Padre::SlaveDriver(3) Padre thread spawning

SYNOPSIS


use Padre::SlaveDriver;
my $sd = Padre::SlaveDriver->new();
my $slave_thread = $sd->spawn($taskManager);

DESCRIPTION

Padre uses threads for asynchronous background operations which may take so long that they would make the GUI unresponsive if run in the main (GUI) thread.

This class is a helper that will spawn new worker on demand. It keeps a single model thread around that was (or should have been) created very early in the start-up process of Padre. Therefore, the threads' memory consumption will be significantly lower than if one created new worker (slave) threads from the main Padre thread.

Maintainer note: This module must not load any other part of Padre and should generally be kept low on memory overhead.

INTERFACE

Class Methods

"new"

The constructor returns a "Padre::SlaveDriver" object. "Padre::SlaveDriver" is a singleton.

An object is instantiated when the editor object is created.

Object methods

"spawn"

Takes the Padre::TaskManager object as argument. Returns a new worker thread object.

"task_queue"

Returns the task queue ("Thread::Queue" object) for use by the Padre::TaskManager for passing processing tasks to the worker threads.

This queue is instantiated by the slave driver because it needs to be available early for passing to the master thread.

"cleanup"

Reaps the master thread. Will be called by the "TaskManager" on shutdown and on global destruction.

TO DO

What if the computer can't keep up with the queued jobs? This needs some consideration and probably, the "schedule()" call needs to block once the queue is ``full''. However, it's not clear how this can work if the Wx "MainLoop" isn't reached for processing finish events.

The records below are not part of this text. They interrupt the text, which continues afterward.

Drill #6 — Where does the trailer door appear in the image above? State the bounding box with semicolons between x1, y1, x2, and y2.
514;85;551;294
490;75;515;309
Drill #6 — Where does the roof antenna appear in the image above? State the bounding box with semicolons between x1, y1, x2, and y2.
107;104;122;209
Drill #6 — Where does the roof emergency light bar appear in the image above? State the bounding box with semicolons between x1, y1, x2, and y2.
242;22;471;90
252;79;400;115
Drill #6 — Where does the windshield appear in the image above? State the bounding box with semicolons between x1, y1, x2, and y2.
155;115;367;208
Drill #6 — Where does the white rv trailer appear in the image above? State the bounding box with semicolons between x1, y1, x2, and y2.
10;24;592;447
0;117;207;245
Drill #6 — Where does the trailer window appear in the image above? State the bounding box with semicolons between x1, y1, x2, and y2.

Polling services aliveness in a useful way, something a "Wx::Taskmanager" might like to display. Ability to selectively kill tasks/services

AUTHOR

Steffen Mueller "[email protected]"

COPYRIGHT AND LICENSE

Copyright 2008-2010 The Padre development team as listed in Padre.pm.

This program is free software; you can redistribute it and/or modify it under the same terms as Perl 5 itself.